The internet grew media via a combination between fast consumer adoption and agreed upon standards which enabled content owners’ participation in the ecosystem. Take web scraping, for example, which required robots.txt, introduced relatively early on in ‘94 via the Robot Exclusion Protocol. While not an official internet standard, it is mostly respected in the ecosystem and by Google, enabling website owners and operators to ensure strong search rankings and that protected content will not end up in the wrong hands. If history repeats itself, which I believe is particularly likely given that many of the same incumbent media companies and IP owners are prominent today, we’ll need standards around AI to incite adoption.
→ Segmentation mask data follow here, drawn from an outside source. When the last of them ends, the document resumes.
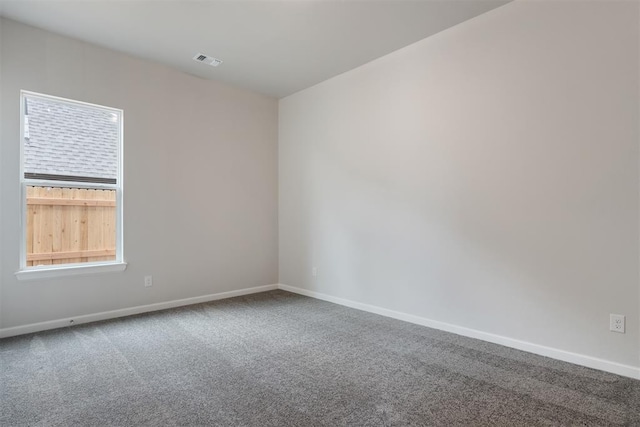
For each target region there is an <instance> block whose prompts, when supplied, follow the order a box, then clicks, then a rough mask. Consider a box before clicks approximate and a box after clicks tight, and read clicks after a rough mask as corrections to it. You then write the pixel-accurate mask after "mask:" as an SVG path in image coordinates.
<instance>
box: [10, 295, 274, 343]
mask: <svg viewBox="0 0 640 427" xmlns="http://www.w3.org/2000/svg"><path fill="white" fill-rule="evenodd" d="M274 289H278V285H265V286H257V287H255V288H247V289H239V290H237V291H228V292H220V293H217V294H210V295H203V296H200V297H193V298H184V299H179V300H173V301H166V302H159V303H155V304H147V305H139V306H136V307H129V308H122V309H119V310H111V311H103V312H101V313H94V314H85V315H82V316H76V317H68V318H65V319H57V320H49V321H47V322H39V323H31V324H28V325H21V326H15V327H12V328H5V329H0V338H7V337H12V336H16V335H23V334H30V333H32V332H40V331H46V330H48V329H56V328H62V327H65V326H69V325H70V324H71V321H72V320H73V324H74V325H79V324H82V323H89V322H97V321H99V320H107V319H115V318H116V317H123V316H131V315H134V314H140V313H147V312H150V311H157V310H165V309H167V308H175V307H182V306H184V305H191V304H199V303H201V302H208V301H215V300H220V299H225V298H232V297H238V296H242V295H249V294H255V293H258V292H265V291H272V290H274Z"/></svg>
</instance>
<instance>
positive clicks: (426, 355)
mask: <svg viewBox="0 0 640 427" xmlns="http://www.w3.org/2000/svg"><path fill="white" fill-rule="evenodd" d="M0 399H1V400H0V425H2V426H146V425H148V426H178V425H180V426H209V425H215V426H347V425H349V426H408V425H414V426H424V425H434V426H485V425H497V426H519V425H545V426H547V425H593V426H605V425H607V426H608V425H634V426H635V425H637V426H640V381H635V380H630V379H627V378H623V377H619V376H616V375H612V374H607V373H604V372H600V371H595V370H591V369H587V368H582V367H579V366H575V365H571V364H567V363H563V362H558V361H555V360H552V359H548V358H544V357H540V356H536V355H532V354H528V353H524V352H521V351H517V350H513V349H509V348H505V347H501V346H498V345H494V344H489V343H485V342H482V341H478V340H473V339H469V338H464V337H460V336H457V335H454V334H449V333H445V332H441V331H437V330H433V329H429V328H425V327H422V326H417V325H412V324H409V323H404V322H401V321H397V320H393V319H389V318H385V317H382V316H377V315H373V314H369V313H365V312H362V311H357V310H353V309H349V308H345V307H342V306H339V305H335V304H330V303H327V302H322V301H318V300H314V299H311V298H306V297H303V296H299V295H295V294H291V293H287V292H283V291H272V292H265V293H261V294H254V295H250V296H246V297H238V298H232V299H228V300H224V301H216V302H211V303H205V304H198V305H193V306H188V307H183V308H178V309H172V310H166V311H162V312H155V313H148V314H143V315H138V316H132V317H127V318H121V319H115V320H110V321H104V322H98V323H92V324H86V325H78V326H74V327H69V328H65V329H58V330H53V331H47V332H41V333H36V334H31V335H24V336H20V337H13V338H7V339H3V340H0Z"/></svg>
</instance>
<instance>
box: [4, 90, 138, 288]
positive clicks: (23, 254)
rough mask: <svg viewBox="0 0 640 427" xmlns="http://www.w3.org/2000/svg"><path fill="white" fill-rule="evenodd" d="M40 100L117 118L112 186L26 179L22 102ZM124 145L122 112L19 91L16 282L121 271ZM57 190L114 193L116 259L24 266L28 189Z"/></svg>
mask: <svg viewBox="0 0 640 427" xmlns="http://www.w3.org/2000/svg"><path fill="white" fill-rule="evenodd" d="M26 98H40V99H43V100H47V101H54V102H58V103H65V104H69V105H74V106H80V107H85V108H86V107H88V108H97V109H100V110H102V111H107V112H109V113H113V114H116V115H117V117H118V144H117V150H118V153H117V165H118V171H117V175H116V183H115V184H107V183H91V182H79V181H57V180H48V179H33V178H25V171H24V169H25V146H24V145H25V99H26ZM123 141H124V111H123V110H122V109H119V108H113V107H107V106H104V105H98V104H92V103H88V102H83V101H76V100H73V99H67V98H61V97H58V96H52V95H46V94H42V93H37V92H31V91H27V90H21V91H20V197H21V203H20V245H19V246H20V249H19V250H20V269H19V270H18V271H17V272H16V276H17V278H18V279H19V280H24V279H39V278H52V277H58V276H69V275H80V274H91V273H103V272H110V271H123V270H124V269H125V268H126V265H127V264H126V262H125V261H124V244H123V242H124V233H123V229H124V227H123V212H124V209H123V197H122V195H123V188H124V185H123V179H122V178H123V165H124V162H123ZM29 186H41V187H56V188H89V189H110V190H115V191H116V258H115V260H110V261H91V262H82V263H68V264H55V265H41V266H27V222H26V218H27V187H29Z"/></svg>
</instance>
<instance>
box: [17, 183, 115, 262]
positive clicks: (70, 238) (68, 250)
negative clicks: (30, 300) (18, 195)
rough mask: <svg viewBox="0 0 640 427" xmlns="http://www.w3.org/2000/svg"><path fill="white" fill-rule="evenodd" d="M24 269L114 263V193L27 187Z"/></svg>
mask: <svg viewBox="0 0 640 427" xmlns="http://www.w3.org/2000/svg"><path fill="white" fill-rule="evenodd" d="M26 224H27V230H26V231H27V233H26V234H27V241H26V248H27V266H28V267H29V266H37V265H52V264H68V263H80V262H99V261H113V260H115V259H116V191H115V190H94V189H86V188H57V187H35V186H27V221H26Z"/></svg>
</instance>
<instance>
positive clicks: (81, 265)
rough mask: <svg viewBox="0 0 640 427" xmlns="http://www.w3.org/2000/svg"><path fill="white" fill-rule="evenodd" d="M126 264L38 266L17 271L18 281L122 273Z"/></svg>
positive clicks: (114, 263) (92, 264) (16, 272)
mask: <svg viewBox="0 0 640 427" xmlns="http://www.w3.org/2000/svg"><path fill="white" fill-rule="evenodd" d="M126 268H127V263H126V262H108V263H101V264H98V263H92V264H67V265H59V266H51V265H47V266H40V267H31V268H28V269H24V270H20V271H17V272H16V273H15V274H16V277H17V278H18V280H37V279H51V278H55V277H69V276H83V275H87V274H100V273H111V272H118V271H124V270H125V269H126Z"/></svg>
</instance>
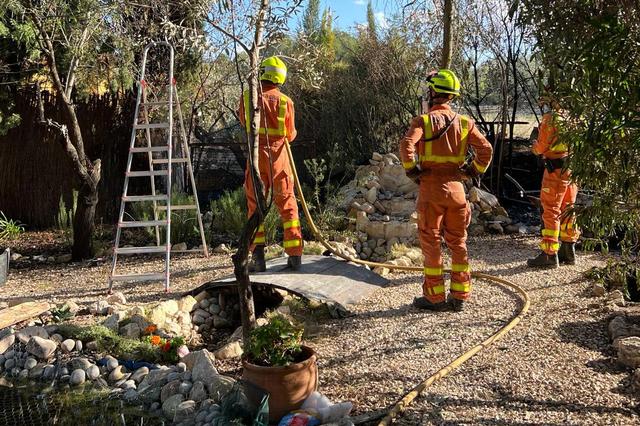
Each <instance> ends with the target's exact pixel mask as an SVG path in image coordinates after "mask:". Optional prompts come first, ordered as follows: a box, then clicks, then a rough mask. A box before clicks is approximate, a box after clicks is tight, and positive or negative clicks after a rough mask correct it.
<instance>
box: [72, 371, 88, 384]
mask: <svg viewBox="0 0 640 426" xmlns="http://www.w3.org/2000/svg"><path fill="white" fill-rule="evenodd" d="M86 379H87V378H86V374H85V372H84V370H81V369H79V368H78V369H77V370H73V372H72V373H71V377H70V378H69V383H71V384H72V385H74V386H77V385H81V384H83V383H84V382H85V380H86Z"/></svg>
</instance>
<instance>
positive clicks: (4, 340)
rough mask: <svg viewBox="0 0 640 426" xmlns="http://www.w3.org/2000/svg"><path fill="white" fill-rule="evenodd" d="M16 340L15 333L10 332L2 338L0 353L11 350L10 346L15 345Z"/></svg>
mask: <svg viewBox="0 0 640 426" xmlns="http://www.w3.org/2000/svg"><path fill="white" fill-rule="evenodd" d="M15 341H16V336H15V334H8V335H6V336H4V337H3V338H1V339H0V355H2V354H4V353H5V352H7V351H8V350H9V348H10V347H12V346H13V343H14V342H15Z"/></svg>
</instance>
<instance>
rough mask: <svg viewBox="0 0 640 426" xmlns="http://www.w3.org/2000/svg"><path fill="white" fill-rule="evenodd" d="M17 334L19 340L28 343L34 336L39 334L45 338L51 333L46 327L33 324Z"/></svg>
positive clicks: (48, 335)
mask: <svg viewBox="0 0 640 426" xmlns="http://www.w3.org/2000/svg"><path fill="white" fill-rule="evenodd" d="M16 336H17V337H18V340H20V342H21V343H23V344H25V345H26V344H27V342H29V339H31V338H32V337H33V336H38V337H42V338H43V339H48V338H49V333H48V332H47V330H46V329H45V328H44V327H40V326H31V327H25V328H23V329H22V330H20V331H18V333H16Z"/></svg>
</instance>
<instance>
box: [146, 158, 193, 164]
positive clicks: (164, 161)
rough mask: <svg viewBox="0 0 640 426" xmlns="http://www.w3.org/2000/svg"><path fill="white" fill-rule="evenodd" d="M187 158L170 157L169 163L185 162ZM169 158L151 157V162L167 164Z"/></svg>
mask: <svg viewBox="0 0 640 426" xmlns="http://www.w3.org/2000/svg"><path fill="white" fill-rule="evenodd" d="M187 160H188V159H187V158H172V159H171V164H173V163H186V162H187ZM168 163H169V160H168V159H166V158H158V159H155V158H154V159H153V164H168Z"/></svg>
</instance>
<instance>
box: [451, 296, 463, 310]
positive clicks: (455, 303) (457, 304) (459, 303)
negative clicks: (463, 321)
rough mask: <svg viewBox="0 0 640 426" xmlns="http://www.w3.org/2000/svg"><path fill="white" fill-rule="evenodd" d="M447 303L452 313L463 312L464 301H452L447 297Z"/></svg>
mask: <svg viewBox="0 0 640 426" xmlns="http://www.w3.org/2000/svg"><path fill="white" fill-rule="evenodd" d="M447 302H449V304H450V305H451V309H453V311H454V312H462V311H464V305H465V301H464V300H460V299H454V298H453V297H449V300H447Z"/></svg>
At this moment, we very clearly face the classic chicken and egg problem and an awkward dance — customers are less likely to use AI models that have not been trained on licensed IP, as they may be worse, and IP owners are unlikely to offer up their prized possessions in exchange for unknown users and lesser-known revenues. Of each the consumer and the IP owner, I believe that the latter is more likely to move first, despite often being named slow and incumbent.

As we saw during the gilded era of the NFT, some of the largest IP owners like Nike, Gucci, and HBO to name a few, were quick to adoption, perhaps in a brisk effort to activate their loyal consumers and locate a new revenue stream that might sustain. While there may be some industry fatigue from these efforts, content owners and subscription media businesses in particular are only more keen to find additional ways to grow their revenues beyond just price hikes in a bear market. AI activations will sound compelling, that is, if IP owners are able to get comfortable with the protections, explicit and implicit, within the ecosystem.

I believe that those who enforce trusted standards may be the ones who win in the space. To own the relationships with the IP owners which supply the high-quality training data is to own the consumer, as consumers and businesses alike look to generate quality and bespoke AI content and to cover themselves legally. If developers can easily access high quality and curated data (e.g., data that avoids NSFW content), adoption begins. In my view, most of the additional value in the world of generative AI today will accrue in three places, in no particular order: 1) at the verticalized application layer, 2) via data management and governance tools which support these applications, and importantly, 3) to the original IP owners.

Those that enforce the standards in this legally-messy realm — those that “get the ball rolling” so to speak — have the ability to generate value in all three of these places.

I look forward to enabling the progression of a landscape that brings true value to both consumers and creators.